Prefiguró ese nuevo Montevideo que hay que construir: «una ciudad de las que nos sintamos orgullosos, por la limpieza de sus arroyos y sus veredas, por la limpieza de su bahía, por ese Cerro, dónde podía ensancharse el parque que tiene a su falda…»
Y entre estas realidades mencionó lo que se hizo y lo que resta por hacer, revelando algunas sorpresas, como la dignificar a la iglesia del Cerrito como un lugar central de la ciudad. Planteó crear un parque lineal por la calle Centenario, crear una ciudad de estudiantes dónde está el Mercado Modelo …

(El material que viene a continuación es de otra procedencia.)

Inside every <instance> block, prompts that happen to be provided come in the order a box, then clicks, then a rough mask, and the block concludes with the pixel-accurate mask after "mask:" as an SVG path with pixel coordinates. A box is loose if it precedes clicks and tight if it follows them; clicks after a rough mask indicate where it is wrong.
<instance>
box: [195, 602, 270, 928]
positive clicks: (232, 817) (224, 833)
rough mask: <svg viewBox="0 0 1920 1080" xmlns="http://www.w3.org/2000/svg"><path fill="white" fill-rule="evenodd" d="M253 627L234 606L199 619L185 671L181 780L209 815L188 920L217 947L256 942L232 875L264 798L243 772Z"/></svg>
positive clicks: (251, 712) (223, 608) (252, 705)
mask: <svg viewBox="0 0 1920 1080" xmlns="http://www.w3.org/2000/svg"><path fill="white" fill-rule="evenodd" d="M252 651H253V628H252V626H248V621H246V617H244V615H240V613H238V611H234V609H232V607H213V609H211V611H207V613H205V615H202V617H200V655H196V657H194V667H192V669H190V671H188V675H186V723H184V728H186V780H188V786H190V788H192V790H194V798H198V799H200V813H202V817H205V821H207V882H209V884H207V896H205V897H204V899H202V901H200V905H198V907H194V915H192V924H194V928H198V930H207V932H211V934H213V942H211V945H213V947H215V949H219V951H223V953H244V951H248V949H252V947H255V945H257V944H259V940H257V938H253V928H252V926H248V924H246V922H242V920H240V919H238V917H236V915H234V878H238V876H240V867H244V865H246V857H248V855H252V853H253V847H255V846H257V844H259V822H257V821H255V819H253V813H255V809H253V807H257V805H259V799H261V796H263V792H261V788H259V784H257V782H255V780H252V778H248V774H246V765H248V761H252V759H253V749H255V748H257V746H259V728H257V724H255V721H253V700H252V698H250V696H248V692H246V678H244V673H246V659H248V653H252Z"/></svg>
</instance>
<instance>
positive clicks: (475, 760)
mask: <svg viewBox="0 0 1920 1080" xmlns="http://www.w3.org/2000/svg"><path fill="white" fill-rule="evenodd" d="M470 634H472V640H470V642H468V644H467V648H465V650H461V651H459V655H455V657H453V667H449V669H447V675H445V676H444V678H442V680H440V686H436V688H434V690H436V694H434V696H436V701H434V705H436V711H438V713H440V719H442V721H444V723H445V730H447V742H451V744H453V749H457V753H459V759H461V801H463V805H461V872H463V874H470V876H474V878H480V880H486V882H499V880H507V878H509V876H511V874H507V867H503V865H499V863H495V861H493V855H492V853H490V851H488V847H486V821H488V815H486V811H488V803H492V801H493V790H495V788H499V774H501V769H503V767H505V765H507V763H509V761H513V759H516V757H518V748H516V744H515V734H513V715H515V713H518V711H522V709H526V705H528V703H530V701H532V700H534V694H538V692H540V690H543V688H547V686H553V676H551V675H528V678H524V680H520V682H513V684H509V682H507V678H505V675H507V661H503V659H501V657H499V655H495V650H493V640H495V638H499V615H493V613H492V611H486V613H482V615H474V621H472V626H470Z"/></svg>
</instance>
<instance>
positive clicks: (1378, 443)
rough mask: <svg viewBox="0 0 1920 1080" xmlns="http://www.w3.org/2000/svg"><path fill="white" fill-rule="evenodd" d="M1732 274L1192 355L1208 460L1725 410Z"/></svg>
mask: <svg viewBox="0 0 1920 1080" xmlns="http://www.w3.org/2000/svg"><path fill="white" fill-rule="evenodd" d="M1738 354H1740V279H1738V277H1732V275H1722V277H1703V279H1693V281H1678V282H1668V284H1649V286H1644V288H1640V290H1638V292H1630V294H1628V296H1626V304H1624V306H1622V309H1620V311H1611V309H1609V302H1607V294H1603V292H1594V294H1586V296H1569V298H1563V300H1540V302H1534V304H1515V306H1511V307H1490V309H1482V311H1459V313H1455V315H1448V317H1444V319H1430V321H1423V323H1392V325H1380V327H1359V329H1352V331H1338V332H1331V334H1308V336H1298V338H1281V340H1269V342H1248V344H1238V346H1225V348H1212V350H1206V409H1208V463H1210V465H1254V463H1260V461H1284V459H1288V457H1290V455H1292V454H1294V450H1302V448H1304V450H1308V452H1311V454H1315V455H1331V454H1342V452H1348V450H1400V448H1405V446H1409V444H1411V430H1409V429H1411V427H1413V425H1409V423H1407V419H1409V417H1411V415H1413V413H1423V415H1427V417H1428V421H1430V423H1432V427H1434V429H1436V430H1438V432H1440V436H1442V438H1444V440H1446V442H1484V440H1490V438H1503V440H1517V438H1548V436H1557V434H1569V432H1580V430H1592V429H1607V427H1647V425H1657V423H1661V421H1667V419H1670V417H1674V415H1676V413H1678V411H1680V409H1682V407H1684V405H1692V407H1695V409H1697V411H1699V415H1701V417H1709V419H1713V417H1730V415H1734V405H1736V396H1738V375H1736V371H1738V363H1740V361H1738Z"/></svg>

Agregó cosas como que «Montevideo tiene que ser una capital con energías renovables, con edificios resilentes y con paneles solares por toda la ciudad. Una ciudad que no deje a nadie atrás en esa transformación, que nadie quede atrás en el avance hacia el futuro»
Y no olvido a los postergados: «Nosotros no pensamos construir abandonando zonas hacia atrás. Nosotros tenemos que construir un Montevideo con todos. Con el Montevideo ciudadano, con el Montevideo rural, con el Montevideo industrial…»
«Por eso, trabajar en los asentamientos, desde los asentamientos y con la gente que trabaja en los asentamientos; va a ser un objetivo clave en la próxima intendencia».
Fue más extenso el discurso de Villar, pero lo suficientemente conciso y preciso para que nada ni nadie quedara fuera. Quedará tiempo para referirse a él con otra extensión. Pero sobre todo fue un discurso que no olvidó nada, ni las características urbanísticas, ni las necesidades humanas, ni la limpieza, ni la armonía con el medio ambiente y entre los ciudadanos entre sí.
Cuando nos retirábamos y comenzaba el acto artístico con el que culminaría el encuentro, la luna llena brillaba sobre la bahía de Montevideo, como diciendo que nada está perdido, que los ciudadanos, los hombres de buena voluntad y sobre todo, los postergados y los olvidados, tendrán una segunda oportunidad sobre la tierra.